既に今回のCOP期間中にアルゼンチンが交渉団を帰国させたミレイ大統領が、その直後に訪米して選挙後初めて国のトップとしてトランプ次期大統領と面談している。気候変動問題そのものに懐疑的とされているミレイ大統領の率いるアルゼンチンが、来年早々に米国とともにパリ協定、ないしは枠組条約そのものから離脱表明する可能性も否定できない。
脱炭素化の現実的な課題と市場の未成熟以上がトランプ再選がCOP29に落とした影に関する筆者の所感である。今回のCOP29で筆者がもう一つ強く感じたのは、早期大幅削減を具体的に実施していく上での現実的な障害や課題の顕在化である。
会場内で行われていた様々なサイドイベントに参加し、また欧米中心に産業界からの参加者と意見交換をした中で聞いたのは、産業、特に鉄鋼やセメント・化学といったいわゆる大量排出かつ削減困難(hard to abate)な産業の大幅削減は一筋縄では進まず、その移行(トランジション)期に様々な課題が持ち上がってきているという不都合な事実である。
欧州の関係者からたびたび聞いたのは、こうした産業の脱炭素化には大量の水素や非化石電源が必要となるが、特に水素供給インフラ確立のめどはたっておらず、コスト高や採算性の欠如などから多くの水素プロジェクトがキャンセルないしは延期され、それをあてにした削減対策が進められなくなっているという話であった。
また欧米の産業界やイベント登壇していた新興国産業界関係者からも、巨額のコストをかけて排出削減して作られるグリーンな素材や製品について、十分な価格転嫁をしてそれが売れるようなグリーン製品需要が未成熟だという共通の悩みが聞かれた。

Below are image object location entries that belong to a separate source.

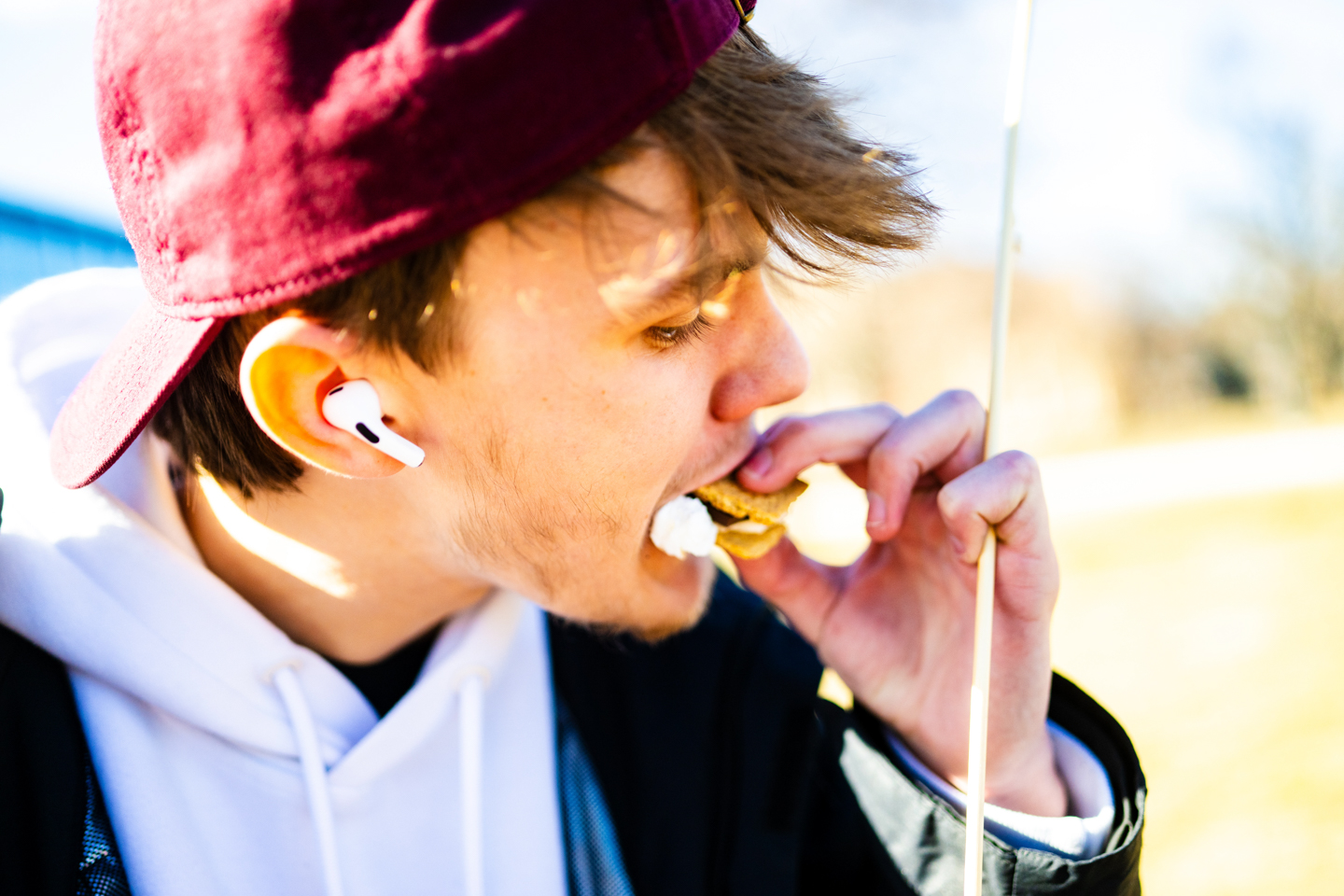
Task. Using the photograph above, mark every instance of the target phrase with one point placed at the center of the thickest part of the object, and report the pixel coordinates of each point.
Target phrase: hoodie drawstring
(470, 721)
(470, 740)
(315, 776)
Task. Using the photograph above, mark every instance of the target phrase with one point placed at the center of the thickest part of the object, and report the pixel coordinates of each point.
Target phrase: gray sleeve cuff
(1078, 835)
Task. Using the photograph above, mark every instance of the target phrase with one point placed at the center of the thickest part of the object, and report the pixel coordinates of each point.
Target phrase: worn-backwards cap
(261, 149)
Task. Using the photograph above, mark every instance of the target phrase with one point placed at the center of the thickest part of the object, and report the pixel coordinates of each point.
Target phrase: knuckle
(1020, 465)
(961, 400)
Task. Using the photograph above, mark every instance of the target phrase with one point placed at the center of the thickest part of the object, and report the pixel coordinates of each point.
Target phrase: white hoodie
(196, 707)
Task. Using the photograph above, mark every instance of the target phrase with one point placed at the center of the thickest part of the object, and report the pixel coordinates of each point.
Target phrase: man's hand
(898, 623)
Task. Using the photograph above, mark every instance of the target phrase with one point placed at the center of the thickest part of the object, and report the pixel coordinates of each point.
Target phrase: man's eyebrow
(698, 275)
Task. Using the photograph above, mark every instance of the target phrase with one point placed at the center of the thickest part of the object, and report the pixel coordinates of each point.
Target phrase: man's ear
(287, 371)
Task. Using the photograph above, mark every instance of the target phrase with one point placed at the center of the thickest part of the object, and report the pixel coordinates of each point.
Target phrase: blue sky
(1144, 124)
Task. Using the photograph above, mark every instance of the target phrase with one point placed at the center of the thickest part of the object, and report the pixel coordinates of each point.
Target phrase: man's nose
(766, 366)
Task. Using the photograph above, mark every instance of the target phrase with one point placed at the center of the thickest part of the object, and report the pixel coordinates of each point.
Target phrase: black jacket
(724, 774)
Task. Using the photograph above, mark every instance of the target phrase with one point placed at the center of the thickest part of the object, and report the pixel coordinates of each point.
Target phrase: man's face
(602, 364)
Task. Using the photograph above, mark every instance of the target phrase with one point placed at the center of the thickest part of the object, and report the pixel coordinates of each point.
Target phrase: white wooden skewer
(986, 569)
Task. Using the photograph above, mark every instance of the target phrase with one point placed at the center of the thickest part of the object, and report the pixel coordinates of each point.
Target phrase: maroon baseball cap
(261, 149)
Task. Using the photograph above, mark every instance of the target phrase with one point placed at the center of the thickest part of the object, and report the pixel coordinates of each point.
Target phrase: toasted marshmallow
(681, 526)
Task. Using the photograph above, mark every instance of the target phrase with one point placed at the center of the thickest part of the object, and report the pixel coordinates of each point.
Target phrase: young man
(538, 231)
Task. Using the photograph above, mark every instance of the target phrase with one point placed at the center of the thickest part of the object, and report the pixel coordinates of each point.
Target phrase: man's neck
(343, 584)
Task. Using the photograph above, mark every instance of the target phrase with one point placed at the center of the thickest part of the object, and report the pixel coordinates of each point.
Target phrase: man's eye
(671, 336)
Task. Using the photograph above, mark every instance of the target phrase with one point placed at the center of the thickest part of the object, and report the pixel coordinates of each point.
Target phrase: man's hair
(751, 129)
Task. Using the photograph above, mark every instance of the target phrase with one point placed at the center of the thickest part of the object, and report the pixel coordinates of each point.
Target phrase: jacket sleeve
(874, 829)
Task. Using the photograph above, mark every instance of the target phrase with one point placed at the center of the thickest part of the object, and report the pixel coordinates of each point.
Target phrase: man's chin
(672, 598)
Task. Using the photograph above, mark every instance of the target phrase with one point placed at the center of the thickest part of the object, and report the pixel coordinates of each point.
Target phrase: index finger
(797, 442)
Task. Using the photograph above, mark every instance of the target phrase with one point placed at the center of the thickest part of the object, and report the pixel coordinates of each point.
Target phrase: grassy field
(1215, 632)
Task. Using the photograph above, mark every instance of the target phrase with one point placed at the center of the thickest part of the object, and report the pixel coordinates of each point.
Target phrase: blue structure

水素や非化石エネルギーを使って生産されるグリーンな素材や、それを使ったグリーン製品・サービスは、必然的に従来製品より高コストになるため、そのコストを価格転嫁して回収するめどが立たなければそもそも対策投資が行えない。投資判断には政府による初期投資への補助金などの支援策だけでは十分でなく、投資回収に必要十分な収益の長期予見性がないと、技術はできても事業化はできないという悩みである。